Image principale de l'article Le film «The Matrix» a 20 ans

Il y a 20 ans, le Christ numérique Neo arrivait au grand écran avec La Matrice (The Matrix), un film qui allait faire un effet monstre et devenir un phénomène culturel. J’avais 9 ans, et même si je ne comprenais pas exactement tous les thèmes abordés, j’étais fascinée par l’univers créé par les Wachowski.  

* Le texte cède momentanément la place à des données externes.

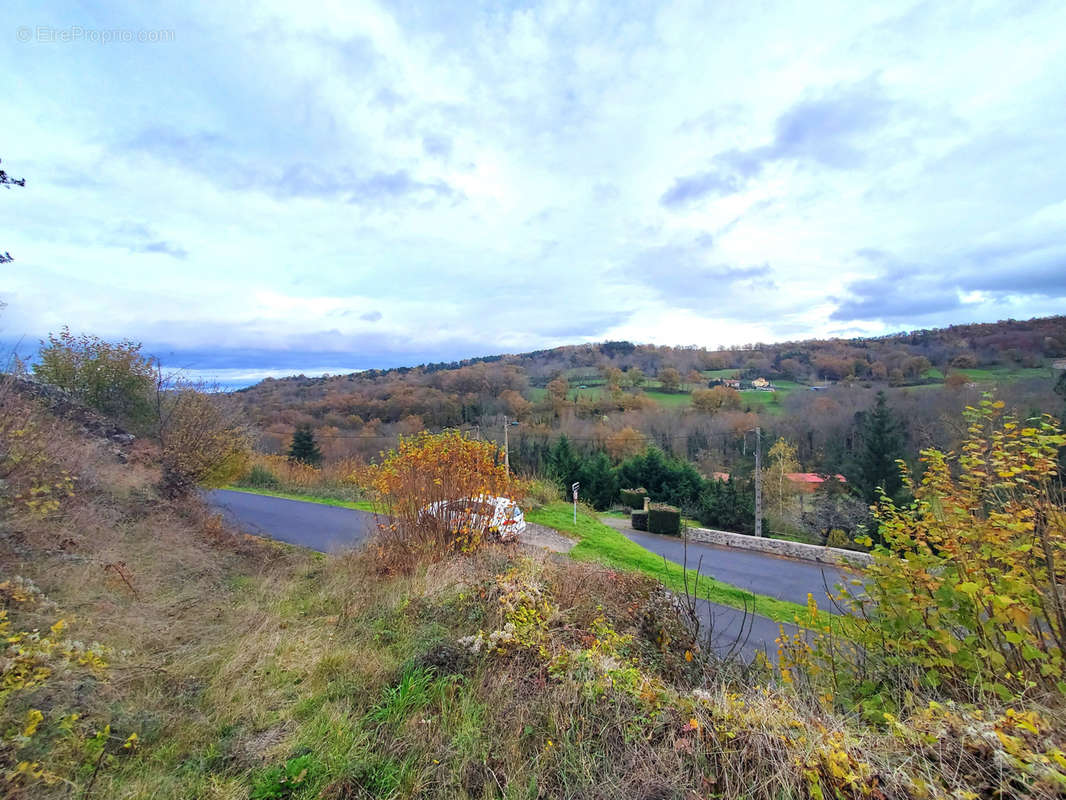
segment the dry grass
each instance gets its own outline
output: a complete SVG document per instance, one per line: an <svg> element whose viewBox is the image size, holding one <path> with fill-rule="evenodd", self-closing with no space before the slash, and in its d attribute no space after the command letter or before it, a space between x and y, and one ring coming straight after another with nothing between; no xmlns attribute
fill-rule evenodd
<svg viewBox="0 0 1066 800"><path fill-rule="evenodd" d="M352 476L360 474L365 467L365 462L358 458L328 460L320 467L312 467L285 456L253 453L248 471L237 485L334 500L362 500L365 492Z"/></svg>

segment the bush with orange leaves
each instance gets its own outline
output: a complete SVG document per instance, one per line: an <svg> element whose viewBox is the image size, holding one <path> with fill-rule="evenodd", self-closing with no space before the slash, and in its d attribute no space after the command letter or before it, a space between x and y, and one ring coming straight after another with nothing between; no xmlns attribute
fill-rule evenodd
<svg viewBox="0 0 1066 800"><path fill-rule="evenodd" d="M490 519L484 515L475 512L456 521L449 514L446 522L428 509L460 500L516 500L526 490L504 466L495 444L457 431L401 437L380 464L353 480L373 493L378 554L387 568L400 571L447 553L475 552L489 538Z"/></svg>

Le film sci-fi au futur dystopique met en vedette Keanu Reeves qui incarne le rôle de Neo/Thomas Anderson, un hacker connecté à la Matrice. La Matrice est un univers virtuel qui emprisonne les humains dans une simulation, tandis que le monde réel, lui, est sous l’emprise des machines qui utilisent les humains comme sources d’énergie. Comme le démonterait si bien Morpheus (Laurence Fishburne) dans cette scène:     

Ça fait plus peur que It, ça.    

  

Morpheus croit en la prophétie: Neo est l’Élu («The One»), le grand sauveur de l’humanité. On apprend dans les suites Matrix Reloaded et Matrix Revolutions que c’est pas mal plus compliqué, et qu’il y a déjà eu plusieurs versions de la Matrice et plusieurs sauveurs. Bon, je saute des détails, mais vous vous rappelez probablement à quel point c’était mélangeant. Concentrons-nous sur le premier.    


  

Neo décide de suivre le lapin blanc et plonge tête première dans la «réalité» que lui présente son nouveau buddy Morpheus. Il est sous le choc pour quelques instants, mais il embarque dans l’aventure pas mal vite. Bon, c’est vrai que Neo passe une bonne partie du film à ne rien comprendre, mais même s’il ne comprend pas, il y croit. Morpheus ne pourrait pas avoir tort, après tout. (Oups!)    

La série complète est remplie de références à de différentes philosophies et œuvres, dont Alice au pays des merveilles ou 1984, et a rendu un peu «parano» une génération qui anticipait une menace technologique. Pourtant, l’internet était encore jeune en 1999, Mafia Boy n’avait pas encore hacké Yahoo! et on imprimait notre itinéraire MapQuest pour les longs trajets en voiture. The Matrix a été, dans mon cas, un éveil sur l’effet de la technologie qui m’entoure. Il était peut-être évident que l’intelligence artificielle allait s’améliorer et que la technologie allait évoluer extrêmement rapidement, mais il est rare en 2019 que je me pince pour me dire combien les choses ont changé.     

Je n'ai pas été la seule qui a adoré les thèmes et l'action de The Matrix; le film a amassé plus de 460 millions de dollars et a permi à la franchise de s'élargir grâce à des comics, courts-métrages et un jeu vidéo. Rien n'a pu se mesurer au premier titre, cependant.
  

Bullet time    

La fameuse scène au ralenti où Neo évite les balles de ses adversaires a engendré un vrai phénomène. Plusieurs diront que The Matrix n’a pas inventé le «bullet time», mais la popularité de la trilogie a fait en sorte que le concept y a été associé pour de bon.     

  

On retrouve le bullet time constamment dans le monde du gaming grâce à The Matrix. Max Payne a été l’un des premiers jeux à l’intégrer en 2001, mais on continue à le voir aujourd’hui. Après tout, le «Red Eye» dans Red Dead Redemption est une évolution du bullet time. Moi, j’appelle ça de l’aide, parce que je vise mal en maudit.    

Le film jouait aussi énormément avec la physique, ce qui fonctionnait bien dans son univers où la «réalité» peut être modifiée. On voit cette manipulation dans toutes les scènes de combat de la trilogie, mais la meilleure est celle entre Morpheus et Neo lors d’un entraînement.     

Une scène à revoir, même en 2019.     


  

  

En 5e année du primaire, je ne parlais que de ça, The Matrix. J’ai vu le film plus de 20 fois. Quand mes amies venaient chez nous pour un weekend films et popcorn, on jouait à Super Mario 64 et après on regardait The Matrix. Même si je ne comprenais pas toutes les intentions philosophiques à cet âge-là, j’appréciais les scènes d’action et le style futuriste bien plus léché que Hackers (désolée!).    

À cause de cet excellent titre de science-fiction, j’ai voulu en savoir plus sur les technologies et l’informatique. Cette passion me suit encore, et j’en ai fait mon travail. Merci, Neo!